Monday, October 15, 2012

Green with Envy


Birthdays are a tricky nugget in a family’s dynamic. 

My parents (well, mostly my Dad I think) have always stood on the box of “if it is one kid’s bday then don’t buy a present for the other kid too.” My friend’s mom has a different belief all together and refuses to be the grandma who only brings a present for one child and no others. I’ve heard parents who believe it is paramount to encourage sharing of the new toys as soon as the bday giant opens them. And other parents who believe it's that kid’s new toy and he doesn’t have to share it.

Although we’ve tended to lean towards the, only give the birthday kid a present and she doesn’t have to share it immediately, but does have to share it at the latest, by the next day, I am aware that as they age, I'm often rethinking my own soap box on the subject.

We just celebrated Saylah’s birthday about a week ago. It was a blast for everyone … that is, well, except Audrey.

It all started off amazingly well. Grandma and Grandpa have created a tradition where they take the birthday kid to pick out her present and then go have a little treat together. So Saturday they take Saylah out for a shopping extravaganza! Audrey was soooo excited for her big sister. And I was rather proud of myself, because I had prepped Saylah how to respond to Audrey when she got home in order to share in her fun. So Saturday went off without a hitch. 

Sunday we had a little birthday party and again, Audrey was soooo excited to celebrate with her sister and see her get cool gifts. Second celebration day completed melt-down-free. Phew! 

Monday (Saylah’s ACTUAL birthday), Audrey woke up before Say and bounced in her room sooooo excited for her to see her decorations and celebrate her real day. She was thrilled about her special birthday dinner, loved singing her happy birthday and was pretty excited about Saylah's presents … until, well, about 2/3 of the way through the gift opening. That was when poor Audrey apparently reached capacity and simply … lost it.

I can’t blame the little thing. First, she’s four. Second, three days of birthday festivities for someone else is more than anyone should be expected to endure. And third, when your sister gets the presents you want, time and time and time again … that gets to be a might bit annoying I’d have to think.

So, Audrey turned from Saylah’s birthday cheerleader to what I can only describe as the birthday basher from hell. I imagine her behavior is probably what a child would look like if one parent favored another sibling over him all the time. She was into everything. She was mad about any little thing. I’m pretty sure she was making it her goal to get in trouble, just to get some sort of recognition. All this was frustrating and even a bit maddening to Ben and I as it was going on. But my heart truly hurt for her when I noticed she had given up and quietly retreated to simply “read” a book on the couch while the rest of the family played with Saylah’s new toys.

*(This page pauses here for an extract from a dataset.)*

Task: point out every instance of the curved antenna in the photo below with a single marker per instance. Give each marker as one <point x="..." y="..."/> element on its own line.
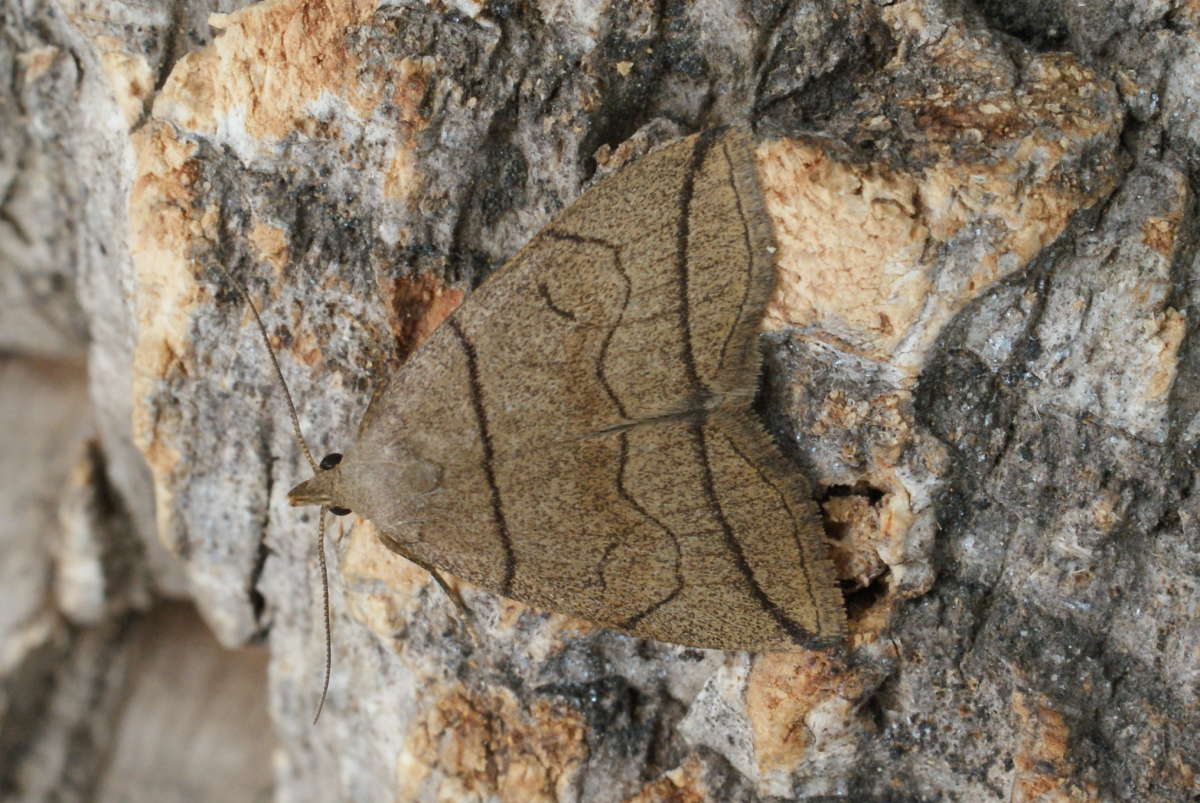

To me, it’s “funny” how these parenting things happen so quickly, before you are even able to pinpoint why your child is behaving the way she is. One minute we’re all hyped about presents, the next Audrey’s getting yelled at, the next she’s getting put in time out, the next she’s being corrected again and finally (three minutes later) you are realizing, “Hey wait.? She doesn’t typically act like this  … what IS going on?”  The parenting light bulb goes on and finally you are able to swing into action and try to curtail the impending train wreck that is going full-steam ahead.

And full-steam ahead it went. I did my best to encourage her to interact and changed my tone to help her work through it. But the best thing I did (not bragging, just glad I thought of it) was when I tucked her in. I let her melt down; in private, room door closed, and in my arms.

She wailed and cried. She was sad about the cool toys she didn’t get, wishing she had a big birthday party and wanting to go shopping for presents too. Three days of unrecognized angst needed to be vented. Sometimes we all need to vent don't we? And as parents, it is cool that sometimes we have the head about us to actually be able to listen and tolerate the vent as well.

She cried, we talked, I held her, we hugged and she went to bed with tear-stained cheeks highlighted by a beautiful smile and a sweet little giggle.



In the end, it probably makes little difference the soapbox you stand on about presents and such on birthdays. But I believe it certainly means a lot to take heed regarding how the little hearts in your family endure and accept your stances.